The national anthem has been performed with an accordion and a vallenato rhythm on several occasions, notably within the framework of the Festival de la Leyenda Vallenata. Some of these performances have been made by Jorge Celedón, Rafael Orozco and Silvestre Dangond. A version of the anthem in rock rhythm by the group Ekhymosis, of which Juanes was a member, made in 1995 for the radio station Radioacktiva generated controversy in various media.

The animated series El siguiente programa ("The Following Programme"), in episode 4 of the second season, created the parody the "Chibchombia National Anthem", known as the "Anthem of Corruption".

The version of the national anthem on marimba was presented in June 2009 by the secretariat of culture of Valle del Cauca with indigenous rhythms of the Colombian Pacific under the musical direction of Raúl Rosero, in the celebration of the centenary of the creation of the department of Valle del Cauca.

In the National Concert of the Bicentennial of Colombia in July 2010, different versions of the anthem were heard in various cities of the country, in various languages and in various styles of interpretation. The anthem was performed in a llanera harp version with the voice of Orlando "El Cholo" Valderrama and the National Symphony Orchestra in Tame, sung a cappella by Shakira in the city of Leticia, and performed in the Wayuu, Choco and San Andrés–Providencia Creole languages, among others. Shakira performed the anthem again a cappella during the inauguration of the 6th Summit of the Americas at the Cartagena de Indias Convention Center on 14 April 2012.

== Representations ==
=== Art ===
The national anthem has been referenced through different artistic manifestations. In poetry, two compositions can be mentioned in honour of the national anthem that were published in the newspaper La Pluma de Cali in June 1944, which were included by educator Evangelista Quintana in his article titled La escuela pública da a Colombia su Himno Nacional ("The Public School Gives Colombia Its National Anthem").

The triumphal arch erected on the Boyacá Bridge is the only monument that contains the lyrics of the national anthem. The arch was built in 1954 by teacher Luis Alberto Acuña and contains the complete notes of the anthem in the lower part, which is in the same place the Battle of Boyacá took place.

The façade of the Alberto Castilla Music Hall of the Tolima Conservatory, located in the historic centre of Ibagué, is decorated with a stave that contains the musical notes of the national anthem. The building was built between 1932 and 1934 by architect Elí Moreno Otero and was declared a Bien de Interés Cultural (Site of Cultural Interest) by Decree 745 of 24 April 1996.

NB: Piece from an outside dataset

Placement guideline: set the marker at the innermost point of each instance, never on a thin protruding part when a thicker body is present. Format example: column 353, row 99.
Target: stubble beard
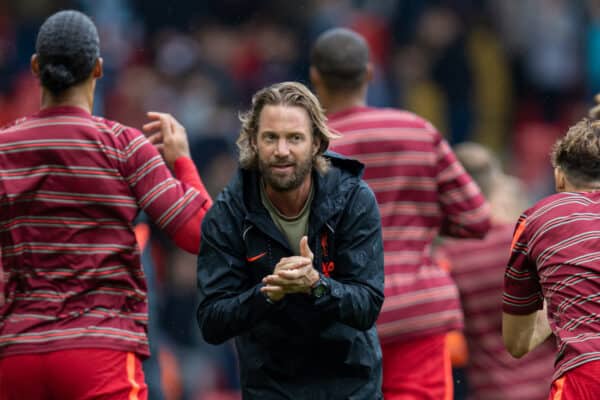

An artistic composition was the reason for a stamp in honour of the national anthem issued by the National Postal Administration in 1988 to mark the centenary of the melody.

=== Film ===
One of the first references to the national anthem in film appeared on 1 April 1937 in the film Los primeros ensayos del cine parlante nacional ("The First Rehearsals of the National Talking Cinema") produced by the Acevedo brothers, where the National Band, directed by José Rozo Contreras, performs an instrumental interpretation with the symphonic arrangements that were made official in 1946. The premiere of some first films such as Antonia Santos (1944) was accompanied by a live performance of the national anthem.

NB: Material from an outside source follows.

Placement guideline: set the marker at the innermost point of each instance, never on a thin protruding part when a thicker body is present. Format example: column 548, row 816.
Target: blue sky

In 2006, a controversy arose due to the song "Aquí manda el patrón" ("Here the Boss Commands") that is used in the film El colombian dream, which is based on the music of the national anthem.

A short film produced by Rafael Enrique Galán, which was selected by the Ministry of Culture in a competition by the Cinematographic Development Fund in October 2009, was titled ¡Oh gloria inmarcesible!, alluding to the first verse of the national anthem. The production participated in the competition within the category of making short films.